Local couple validated and hopeful after Gov. Raimondo signs Parentage Reform Act
PROVIDENCE, R.I. (WLNE) – Tuesday Governor Raimondo signed into action the Parentage Equality Act.
The act will help couples who rely on assistive reproductive technology who were previously required to adopt their own children in the past. The non-birth parent was not recognized as the child’s parent under the old law.
The bill Governor Raimondo signed today will allow LGBTQ couples to voluntarily acknowledge parentage once their child is born. The old law was looked at as discriminatory.
Raimondo said, “It’s so children can grow up in a loving home. So that we the people of Rhode Island can unify behind the basic core values of equity, equality, love, and freedom.”
ABC 6 News spoke to a local couple who say they feel like their family is finally validated.
Sara Watson says she is just like any other parent, “I sit around feed my kid gummy worms and watch him roll around in the dirt in the backyard. All I wanted was to be his parent legally.”
She and her partner, Anna Ford, had their son Eli three-and-a-half years ago through assisted reproduction.
Watson said, ”We drew up an agreement ahead of time that said we were both joint owners of any embryos.
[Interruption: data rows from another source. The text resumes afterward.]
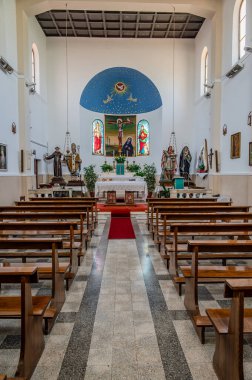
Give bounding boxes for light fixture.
[64,3,71,160]
[204,82,214,88]
[169,4,177,159]
[244,46,252,53]
[0,57,14,74]
[25,82,36,95]
[204,91,211,99]
[226,63,244,79]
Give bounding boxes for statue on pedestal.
[179,146,192,180]
[44,146,65,185]
[160,145,177,182]
[65,143,82,176]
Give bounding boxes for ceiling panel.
[36,9,205,38]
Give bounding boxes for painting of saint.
[92,119,104,156]
[0,144,7,170]
[105,115,136,157]
[137,120,150,156]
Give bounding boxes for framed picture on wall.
[249,142,252,166]
[0,144,8,171]
[230,132,241,158]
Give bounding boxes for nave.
[0,213,252,380]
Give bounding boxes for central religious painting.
[105,115,136,157]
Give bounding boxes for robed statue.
[179,146,192,179]
[160,145,177,182]
[65,143,82,176]
[44,146,65,184]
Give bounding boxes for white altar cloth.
[95,180,147,196]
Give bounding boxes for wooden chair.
[206,279,252,380]
[0,267,51,379]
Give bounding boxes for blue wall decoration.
[80,67,162,115]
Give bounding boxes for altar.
[95,173,147,197]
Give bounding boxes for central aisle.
[27,213,234,380]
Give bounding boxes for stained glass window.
[92,119,104,156]
[137,120,150,156]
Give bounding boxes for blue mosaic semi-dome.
[80,67,162,115]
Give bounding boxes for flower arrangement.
[101,161,113,173]
[115,156,126,164]
[83,165,98,193]
[128,163,141,173]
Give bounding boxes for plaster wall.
[47,38,194,171]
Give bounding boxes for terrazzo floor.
[0,213,252,380]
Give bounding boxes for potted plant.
[143,163,157,197]
[83,165,98,197]
[115,156,126,175]
[101,161,113,173]
[128,162,141,173]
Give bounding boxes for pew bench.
[0,214,87,264]
[156,214,252,251]
[180,240,252,343]
[147,200,232,239]
[0,266,51,379]
[161,222,252,276]
[0,237,66,333]
[206,279,252,380]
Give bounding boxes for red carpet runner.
[108,215,136,239]
[97,203,147,212]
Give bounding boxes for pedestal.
[116,164,124,175]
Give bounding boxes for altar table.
[95,180,147,197]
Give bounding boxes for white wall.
[220,0,252,174]
[47,38,194,171]
[193,20,214,171]
[0,0,19,176]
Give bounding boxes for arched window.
[200,46,209,95]
[92,119,104,156]
[232,0,246,64]
[239,0,246,58]
[31,43,40,94]
[137,120,150,156]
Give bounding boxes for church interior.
[0,0,252,380]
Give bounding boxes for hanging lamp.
[64,3,71,160]
[169,5,177,155]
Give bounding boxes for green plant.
[128,164,141,173]
[143,163,157,193]
[83,165,98,192]
[101,161,113,173]
[115,156,126,164]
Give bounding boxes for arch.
[31,42,40,94]
[200,46,209,96]
[80,67,162,115]
[232,0,246,64]
[137,120,150,156]
[92,119,104,156]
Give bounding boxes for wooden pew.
[158,214,252,251]
[0,202,95,236]
[180,240,252,343]
[147,198,231,229]
[15,198,98,226]
[0,211,87,262]
[0,237,66,333]
[0,220,81,276]
[206,279,252,380]
[164,222,252,276]
[153,203,250,239]
[0,266,51,379]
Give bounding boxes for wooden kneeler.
[0,266,51,379]
[206,279,252,380]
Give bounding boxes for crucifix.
[208,148,214,169]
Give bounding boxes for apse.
[80,67,162,115]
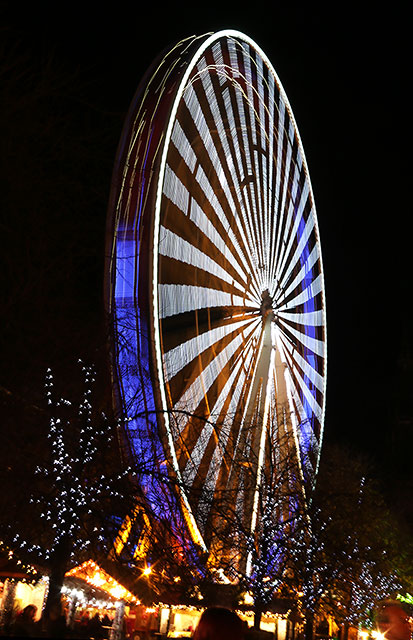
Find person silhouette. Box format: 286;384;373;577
193;607;245;640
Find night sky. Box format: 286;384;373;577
0;1;413;484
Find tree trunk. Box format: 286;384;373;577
44;538;71;618
254;603;263;630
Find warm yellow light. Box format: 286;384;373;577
109;584;125;598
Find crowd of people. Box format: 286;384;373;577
4;604;412;640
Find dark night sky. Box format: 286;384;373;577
0;1;411;478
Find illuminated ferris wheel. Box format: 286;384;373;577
107;30;326;545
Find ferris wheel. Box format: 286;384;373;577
107;30;326;546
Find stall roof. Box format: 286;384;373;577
65;560;140;604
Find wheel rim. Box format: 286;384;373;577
111;31;326;542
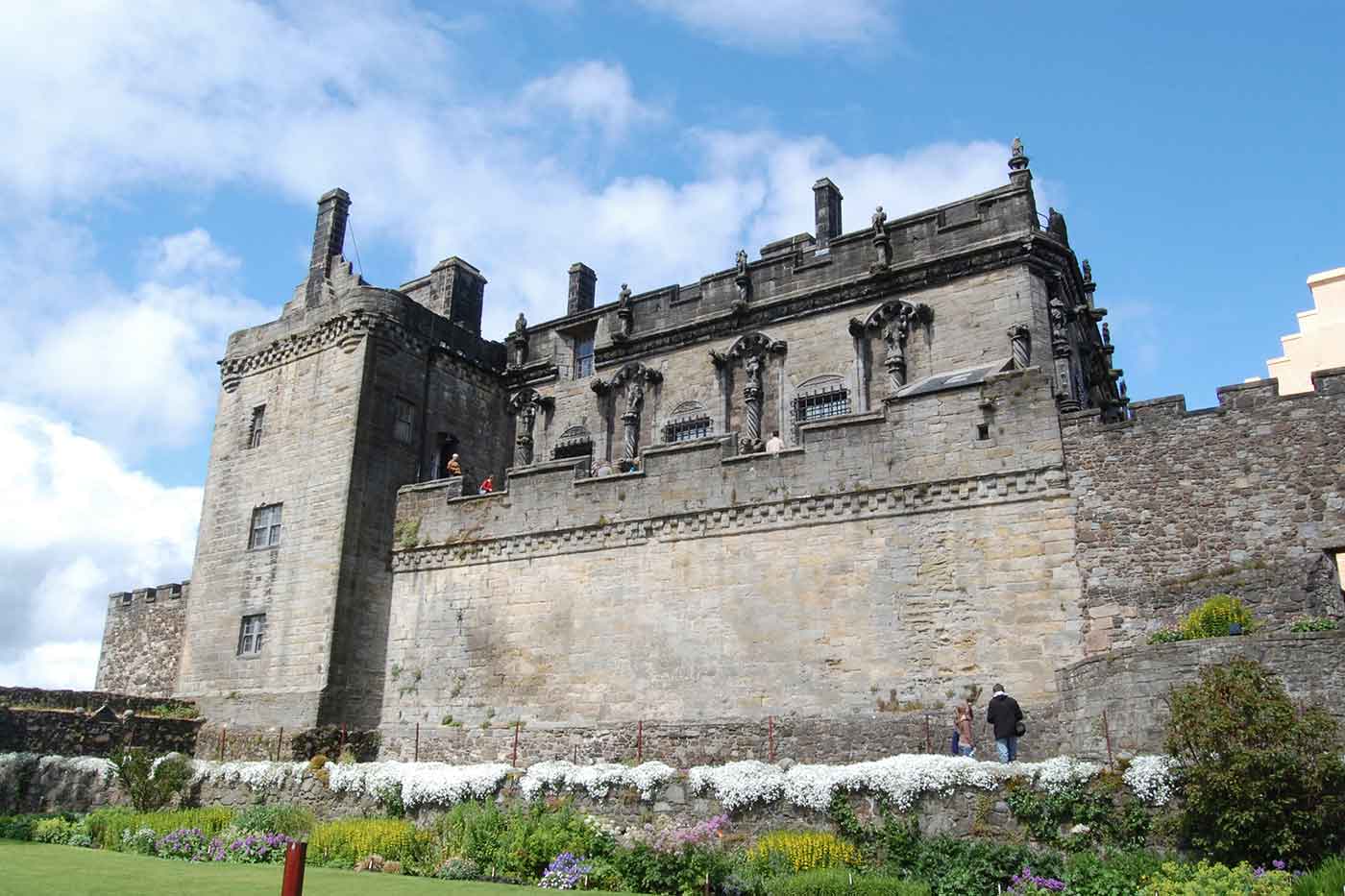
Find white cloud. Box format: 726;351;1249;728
0;221;275;455
640;0;895;50
0;402;202;688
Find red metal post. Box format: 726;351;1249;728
280;842;308;896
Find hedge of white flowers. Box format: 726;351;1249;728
0;754;1176;811
519;761;676;799
324;762;512;809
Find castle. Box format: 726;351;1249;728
97;141;1345;755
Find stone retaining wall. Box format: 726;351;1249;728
1056;631;1345;759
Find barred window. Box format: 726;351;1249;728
393;399;416;446
551;426;593;460
238;614;266;657
575;333;593;379
794;385;850;423
248;405;266;448
248;504;283;547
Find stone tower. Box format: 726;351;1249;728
176;190;511;728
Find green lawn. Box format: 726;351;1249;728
0;839;634;896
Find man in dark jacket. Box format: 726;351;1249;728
986;685;1022;763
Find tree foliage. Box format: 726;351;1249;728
1167;659;1345;865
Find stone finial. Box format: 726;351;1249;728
1009;323;1032;370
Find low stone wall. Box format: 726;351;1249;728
0;688;195;715
374;702;1063;768
1056;631;1345;759
0;756;1022;838
0;706;201;756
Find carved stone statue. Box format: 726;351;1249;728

We consulted a lawyer in advance to make sure that we would both be legal parents.”
However, when Eli was born, the contract they are their lawyer drew up was not enforceable regarding the birth certificate. Watson said, ”I was not able to sign an affidavit stating that I was a parent, which meant I wasn’t able to put my name on the birth certificate. I felt like a single mother.”
Rhode Island law at the time considered Watson not the birth parent because of they were not married. Therefore, because she and Ford were not married, Watson was not legally considered Eli’s parent.
“I couldn’t add him to my insurance, pick him up from daycare. If Anna had died, he could have potentially went into the foster care system.”
The process to become Eli’s legal parent was not easy or quick. Watson had to adopt her own son, and it took 8 months.
The couple is hopeful for what this new act means for same-sex couples going forward.
“I’m so thankful that all of the other families in Rhode Island won’t have to worry about whether they’re established as a parent. It would just be a right, right from the time their kids are born.”
Governor Raimondo also added that this newly passed act will now guarantee equal rights for all Rhode Island parents.